The availability of patients’ data, according to the same study, is also patchy. Only five percent of European hospitals have some form of electronic data exchange with counterparts abroad, and only four percent grant patients online access to their electronic health records.
To blame, in part, is Europe’s diversity. The EU has little say in the field of healthcare and its member-states all use different data systems. Even within member-states, big differences can occur. “Sometimes even within cities, or even within hospitals,” says Beger.
On top of this, not everybody is as comfortable as our imaginary e-patient with the online storage of personal health dossiers. There have been security breaches before. “Data in the hands of government is not always more secure than in the hands of companies,” says Sophie in ‘t Veld, Dutch liberal MEP and parliament’s most ardent privacy defender. “On the contrary, it is often less secure.”
Evolution, revolution
But still there seems little doubt that e-health is going to change the face of healthcare, in Europe as everywhere else.

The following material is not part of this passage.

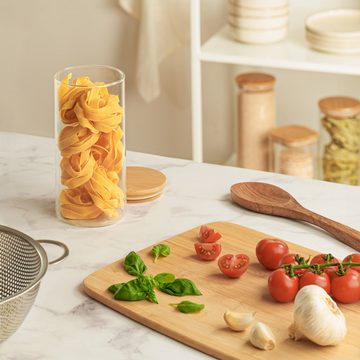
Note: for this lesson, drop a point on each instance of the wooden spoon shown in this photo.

Some, like American cardiologist and author of a new book on the future of healthcare Eric Topol, say it is “a revolution waiting to happen”. Others, like Birgit Beger, say it will be more like a rapid evolution. “In the end, it will be the same human body,” she says.
The e-health industry is young, but growing fast. Ten years ago, it was “microscopic”, says Anna Lefevre Skjoldebrand, chair of the Eucomed eHealth Task Force and member of the board of Eucomed, the Brussels lobby for the medical technology industry. But over the last two years particularly, “it has exploded."
Today, according to Eucomed, e-health is the third largest industry in healthcare, after pharmaceuticals and medical devices.
And tomorrow, says Lefevre Skjoldebrand, we might not even call it e-health anymore. “It is only matter of time before we drop the 'e' in e-health.”